All in all, launching a solo practice as a new lawyer in town has worked out well. Says Stroman, “I’m really happy that this has turned out to be a third phase of my legal career.”
‘You Have More Freedom’
Martin Ditkof, Brookfield, undertakes a product-safety audit of a mining shovel manufactured by one of his clients. He based his niche practice on experience gained as in-house and general counsel at a manufacturing firm that downsized. Ditkof says, “They agreed to lay me off and outsource the legal function to me.” That was eight years ago; he’s been turning away clients for the last three. “It’s a responsiveness issue,” he explains. “If you want to be a solo practitioner and compete with the big guys, you have to make the effort and the commitment to be on all the time.”
Martin Ditkof’s law office may be modest; it’s his wife’s former sewing room in their Brookfield home. Still, as a solo practitioner, “my client base includes companies [with annual revenues] in the hundreds of millions, even billions of dollars,” he says.

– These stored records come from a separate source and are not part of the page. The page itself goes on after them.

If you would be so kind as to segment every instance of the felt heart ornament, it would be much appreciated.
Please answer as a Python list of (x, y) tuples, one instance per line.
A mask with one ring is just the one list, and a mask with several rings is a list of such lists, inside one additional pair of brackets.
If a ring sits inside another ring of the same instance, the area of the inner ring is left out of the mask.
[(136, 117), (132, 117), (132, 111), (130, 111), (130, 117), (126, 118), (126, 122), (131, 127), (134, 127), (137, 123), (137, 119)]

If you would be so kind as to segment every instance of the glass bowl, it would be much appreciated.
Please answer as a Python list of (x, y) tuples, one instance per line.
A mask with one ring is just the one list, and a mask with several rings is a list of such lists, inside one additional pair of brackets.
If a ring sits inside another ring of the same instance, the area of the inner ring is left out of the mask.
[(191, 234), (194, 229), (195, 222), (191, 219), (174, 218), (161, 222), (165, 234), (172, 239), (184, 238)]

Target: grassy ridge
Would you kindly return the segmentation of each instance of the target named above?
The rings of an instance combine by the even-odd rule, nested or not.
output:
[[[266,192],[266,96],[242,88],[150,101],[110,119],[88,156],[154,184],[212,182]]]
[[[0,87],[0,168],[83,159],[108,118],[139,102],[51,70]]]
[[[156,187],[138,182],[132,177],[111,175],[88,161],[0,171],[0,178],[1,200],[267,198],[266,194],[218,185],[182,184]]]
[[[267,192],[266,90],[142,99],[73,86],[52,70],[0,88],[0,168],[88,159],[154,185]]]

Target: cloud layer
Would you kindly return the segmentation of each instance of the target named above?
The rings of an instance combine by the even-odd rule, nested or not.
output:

The key to his success is that he has a niche that adds value for clients. As a former general counsel, he understands the issues his clients face. Plus, he has “very good references that give even the bigger companies a comfort level that I know what I’m doing,” Ditkof says, “and can do it efficiently.”
He’s been a solo working out of his home office, without support staff, for eight years, ever since he left a Milwaukee manufacturing firm where he’d been in-house counsel for 13 years, three of those as general counsel. As that company downsized in 2000, “I didn’t think they needed a full-time general counsel,” Ditkof points out. “They agreed to lay me off and outsource the legal function to me. I’d always wanted to hang out a shingle.”
Ditkof focuses his practice in two areas: acting as outside general counsel for midsize companies, many of which retain him on a set monthly fee, and coordinating national asbestos cases for two clients. He’s been turning away new clients for three years, with minor exceptions.
“It’s a responsiveness issue,” he explains. “In today’s world, clients expect a response now. If you want to be a solo practitioner and compete with the big guys, you have to make the effort and the commitment to be on all the time.”
Besides handling legal matters for clients, Ditkof offers them another skill-set stemming from his general counsel days: legal project management. When a matter requires legal expertise he doesn’t have, he hires another attorney. “The client pays [for that outside help],” he explains, “but I supervise the project. It’s my job to make sure it’s done efficiently and effectively and comes in on budget.”
For lawyers who, like him, have a niche, Ditkof believes now is an opportune time to go solo. “Any time clients are looking to change,” he says, “there’s an opportunity for lower-cost providers. Three years ago, I don’t think you could go solo and convince people to hire you because you’re less expensive. You had to show you had a different quality or experience level – and, by the way, you’re less expensive. That’s changed now. Clients are willing to listen just on the cost basis.”
Still, you need the experience level to impress clients, and you need patience. “Clients aren’t going to flip the switch quickly,” he says. “They’ll take their time.”
To Ditkof, the best part of being solo is that, despite clients’ demands, “you have more freedom to do what you want, when you want,” he says. Now that he’s in a home office, does he miss his former general counsel job, which took him to a dozen countries around the world? “That job was great,” he replies, “but this one is better.”